You no longer need a phone company truck or a physical office in Los Angeles to own a 424 line. With a cloud phone provider the whole thing is handled online, and a new number can be live the same day. Because the Westside and South Bay are in such high demand, the sooner you claim one the better — but the steps are straightforward:

How to get a 424 phone number
  • Choose a cloud phone provider — pick a virtual phone service that offers 424 numbers and the features your team needs.
  • Select your 424 number — search the available inventory and claim a number that suits your business, or port one you already use.
  • Set up routing and features — point calls to your team, add voicemail, an auto-attendant, business hours and call forwarding.
  • Start calling — make and receive calls from a laptop, desk phone or mobile app, showing your local 424 identity every time.

Spotting and Avoiding 424 Scam Calls

A local area code builds trust, and unfortunately scammers know it. "Neighbor spoofing" makes a fraudulent call appear to come from a nearby 424 number so it looks safe to answer. A few habits keep you a step ahead:

Spotting and avoiding 424 scam calls
  • Watch for pressure and urgency — real agencies and businesses do not demand that you act "right now" or the account will be closed.
  • Be wary of odd payment demands — gift cards, wire transfers and cryptocurrency are the calling cards of a scam, never a legitimate bill.
  • Do not trust caller ID alone — a 424 number on the screen can be faked; the local code is no guarantee the caller is who they claim.
  • Hang up and call back on a number you trust — reach the bank, utility or agency directly using a number from a statement or official website.
  • Report the call — logging unwanted calls with the authorities helps regulators track and shut down the operations behind them.

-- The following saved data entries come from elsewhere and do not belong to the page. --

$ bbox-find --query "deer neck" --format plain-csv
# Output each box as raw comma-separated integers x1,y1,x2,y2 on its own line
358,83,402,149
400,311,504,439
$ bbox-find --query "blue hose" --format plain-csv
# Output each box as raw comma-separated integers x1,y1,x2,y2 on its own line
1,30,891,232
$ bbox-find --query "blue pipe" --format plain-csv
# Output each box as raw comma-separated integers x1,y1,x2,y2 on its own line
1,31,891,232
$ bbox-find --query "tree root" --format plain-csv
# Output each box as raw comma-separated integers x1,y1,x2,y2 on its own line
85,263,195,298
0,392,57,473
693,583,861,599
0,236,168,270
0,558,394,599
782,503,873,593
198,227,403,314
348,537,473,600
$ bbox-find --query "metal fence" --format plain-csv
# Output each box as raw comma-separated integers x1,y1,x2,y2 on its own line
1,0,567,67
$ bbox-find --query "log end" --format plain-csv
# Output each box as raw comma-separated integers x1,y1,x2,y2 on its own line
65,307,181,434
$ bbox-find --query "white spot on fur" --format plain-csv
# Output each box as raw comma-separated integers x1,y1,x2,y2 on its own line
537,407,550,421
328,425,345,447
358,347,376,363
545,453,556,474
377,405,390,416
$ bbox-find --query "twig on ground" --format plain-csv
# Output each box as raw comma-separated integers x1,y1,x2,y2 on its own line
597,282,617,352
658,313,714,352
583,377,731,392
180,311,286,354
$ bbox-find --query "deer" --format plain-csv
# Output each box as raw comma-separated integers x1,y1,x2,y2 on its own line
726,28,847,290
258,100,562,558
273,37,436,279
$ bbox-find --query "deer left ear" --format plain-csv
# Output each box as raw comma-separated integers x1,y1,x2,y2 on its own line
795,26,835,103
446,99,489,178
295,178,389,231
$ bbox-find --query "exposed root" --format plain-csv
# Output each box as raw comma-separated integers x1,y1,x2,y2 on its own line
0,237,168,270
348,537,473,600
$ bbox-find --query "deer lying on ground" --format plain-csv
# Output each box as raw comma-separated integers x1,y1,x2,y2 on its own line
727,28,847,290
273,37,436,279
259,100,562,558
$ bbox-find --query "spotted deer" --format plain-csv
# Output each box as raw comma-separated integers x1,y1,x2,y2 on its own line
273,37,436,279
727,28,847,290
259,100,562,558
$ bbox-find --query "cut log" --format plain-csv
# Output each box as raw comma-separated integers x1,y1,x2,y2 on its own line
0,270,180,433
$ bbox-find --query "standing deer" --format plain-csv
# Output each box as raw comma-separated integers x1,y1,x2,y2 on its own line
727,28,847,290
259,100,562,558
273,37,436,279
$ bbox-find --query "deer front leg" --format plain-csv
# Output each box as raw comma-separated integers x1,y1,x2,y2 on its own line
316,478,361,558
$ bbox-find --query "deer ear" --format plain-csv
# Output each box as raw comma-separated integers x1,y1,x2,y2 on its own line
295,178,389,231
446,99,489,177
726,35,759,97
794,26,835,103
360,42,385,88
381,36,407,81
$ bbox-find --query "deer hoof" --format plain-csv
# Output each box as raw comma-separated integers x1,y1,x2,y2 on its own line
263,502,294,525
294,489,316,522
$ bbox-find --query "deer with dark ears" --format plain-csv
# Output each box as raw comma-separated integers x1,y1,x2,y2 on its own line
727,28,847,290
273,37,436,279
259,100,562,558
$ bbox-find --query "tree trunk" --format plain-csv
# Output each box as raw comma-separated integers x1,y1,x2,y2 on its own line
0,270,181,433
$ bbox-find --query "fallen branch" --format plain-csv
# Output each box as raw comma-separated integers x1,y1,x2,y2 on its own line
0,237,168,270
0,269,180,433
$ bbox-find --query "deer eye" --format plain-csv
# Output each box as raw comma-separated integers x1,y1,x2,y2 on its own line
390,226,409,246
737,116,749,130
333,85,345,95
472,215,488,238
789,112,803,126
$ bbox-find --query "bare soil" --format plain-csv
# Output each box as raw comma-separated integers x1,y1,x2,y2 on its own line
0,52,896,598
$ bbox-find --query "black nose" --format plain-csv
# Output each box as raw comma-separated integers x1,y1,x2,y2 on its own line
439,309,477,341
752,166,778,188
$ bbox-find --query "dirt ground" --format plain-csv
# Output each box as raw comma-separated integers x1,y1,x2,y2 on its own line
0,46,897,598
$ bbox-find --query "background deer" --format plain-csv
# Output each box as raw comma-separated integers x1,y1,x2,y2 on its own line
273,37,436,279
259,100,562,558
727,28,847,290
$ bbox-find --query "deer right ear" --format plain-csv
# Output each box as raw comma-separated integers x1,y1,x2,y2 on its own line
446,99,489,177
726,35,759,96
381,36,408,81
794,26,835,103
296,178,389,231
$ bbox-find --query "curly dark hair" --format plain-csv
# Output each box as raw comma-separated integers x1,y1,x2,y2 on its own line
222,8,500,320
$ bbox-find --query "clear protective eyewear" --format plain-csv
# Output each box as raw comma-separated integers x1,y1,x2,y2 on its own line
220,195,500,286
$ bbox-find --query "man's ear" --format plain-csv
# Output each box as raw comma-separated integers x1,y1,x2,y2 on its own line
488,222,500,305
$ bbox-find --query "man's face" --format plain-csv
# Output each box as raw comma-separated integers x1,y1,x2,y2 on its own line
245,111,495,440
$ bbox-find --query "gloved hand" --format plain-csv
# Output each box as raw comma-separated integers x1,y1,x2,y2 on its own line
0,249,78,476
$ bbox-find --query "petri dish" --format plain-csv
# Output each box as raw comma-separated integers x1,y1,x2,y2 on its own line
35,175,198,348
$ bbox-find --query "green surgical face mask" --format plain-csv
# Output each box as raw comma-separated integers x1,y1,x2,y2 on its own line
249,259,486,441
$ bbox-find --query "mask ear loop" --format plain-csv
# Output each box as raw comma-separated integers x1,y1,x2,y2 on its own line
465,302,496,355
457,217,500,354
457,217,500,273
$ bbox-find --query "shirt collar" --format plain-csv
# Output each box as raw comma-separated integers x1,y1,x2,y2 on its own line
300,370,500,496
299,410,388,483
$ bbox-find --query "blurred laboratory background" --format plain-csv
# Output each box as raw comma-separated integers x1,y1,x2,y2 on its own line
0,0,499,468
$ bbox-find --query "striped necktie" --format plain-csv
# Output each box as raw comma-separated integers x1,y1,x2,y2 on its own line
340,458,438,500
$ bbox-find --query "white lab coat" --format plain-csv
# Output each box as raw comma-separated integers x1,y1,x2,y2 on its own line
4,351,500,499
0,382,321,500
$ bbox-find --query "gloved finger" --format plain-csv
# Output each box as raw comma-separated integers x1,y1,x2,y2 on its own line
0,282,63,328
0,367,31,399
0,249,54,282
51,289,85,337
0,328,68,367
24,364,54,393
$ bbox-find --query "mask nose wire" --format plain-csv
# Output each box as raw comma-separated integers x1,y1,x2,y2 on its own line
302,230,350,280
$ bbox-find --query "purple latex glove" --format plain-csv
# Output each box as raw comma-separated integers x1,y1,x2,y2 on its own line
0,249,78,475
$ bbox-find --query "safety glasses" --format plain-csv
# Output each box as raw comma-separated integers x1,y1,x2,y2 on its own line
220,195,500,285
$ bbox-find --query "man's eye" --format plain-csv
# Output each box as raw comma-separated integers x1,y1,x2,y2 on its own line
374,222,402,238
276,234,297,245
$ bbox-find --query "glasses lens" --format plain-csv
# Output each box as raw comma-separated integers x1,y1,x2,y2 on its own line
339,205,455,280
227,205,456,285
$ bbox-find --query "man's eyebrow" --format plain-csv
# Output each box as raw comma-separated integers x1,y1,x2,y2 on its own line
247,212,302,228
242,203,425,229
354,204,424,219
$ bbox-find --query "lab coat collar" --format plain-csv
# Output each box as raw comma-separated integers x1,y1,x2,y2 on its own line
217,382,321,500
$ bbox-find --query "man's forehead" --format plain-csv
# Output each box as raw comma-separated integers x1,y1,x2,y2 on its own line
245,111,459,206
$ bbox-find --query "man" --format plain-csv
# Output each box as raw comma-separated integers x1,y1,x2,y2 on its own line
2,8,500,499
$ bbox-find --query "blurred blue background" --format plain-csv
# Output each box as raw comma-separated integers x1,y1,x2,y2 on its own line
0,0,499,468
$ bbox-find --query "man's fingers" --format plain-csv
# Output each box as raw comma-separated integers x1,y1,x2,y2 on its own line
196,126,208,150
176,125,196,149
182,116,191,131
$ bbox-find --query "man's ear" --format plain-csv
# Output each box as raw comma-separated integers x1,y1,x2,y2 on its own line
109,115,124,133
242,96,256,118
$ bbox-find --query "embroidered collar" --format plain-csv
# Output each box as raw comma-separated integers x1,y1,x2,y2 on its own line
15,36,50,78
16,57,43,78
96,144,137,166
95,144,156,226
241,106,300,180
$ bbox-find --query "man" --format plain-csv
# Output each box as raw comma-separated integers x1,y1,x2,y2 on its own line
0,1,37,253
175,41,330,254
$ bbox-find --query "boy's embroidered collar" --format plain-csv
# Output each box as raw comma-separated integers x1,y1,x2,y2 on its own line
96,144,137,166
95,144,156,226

The Future of the 424 Area Code

With 424 overlaying 310 since 2006, the Westside and South Bay now have a deep, shared pool of numbers to draw on, so another split is off the table — the region will keep its exact footprint indefinitely. The bigger story is demand: because 310 numbers are scarce and prized, most new lines are now issued as 424, and the two codes will keep working side by side. The City of Los Angeles remains one of the largest business, entertainment and trade hubs in the world, and its appetite for phone numbers keeps growing, which is exactly why the overlay was needed. For a business, the takeaway is simple: a local 424 number gives you an authentic Los Angeles presence today, and it will read as genuinely local for many years to come.

Conclusion

The 424 area code is far more than three digits — it is the second phone identity of Los Angeles' Westside and South Bay, from the hills of Beverly Hills and the sand at Santa Monica to the beach cities of the South Bay and the harbor at San Pedro. Born in 2006 as California's first overlay, it shares every street with the storied 310 and secured the region's future without forcing anyone to change their number. For any business hoping to connect with the Los Angeles market, a local 424 number is one of the most recognizable and authentic ways to belong.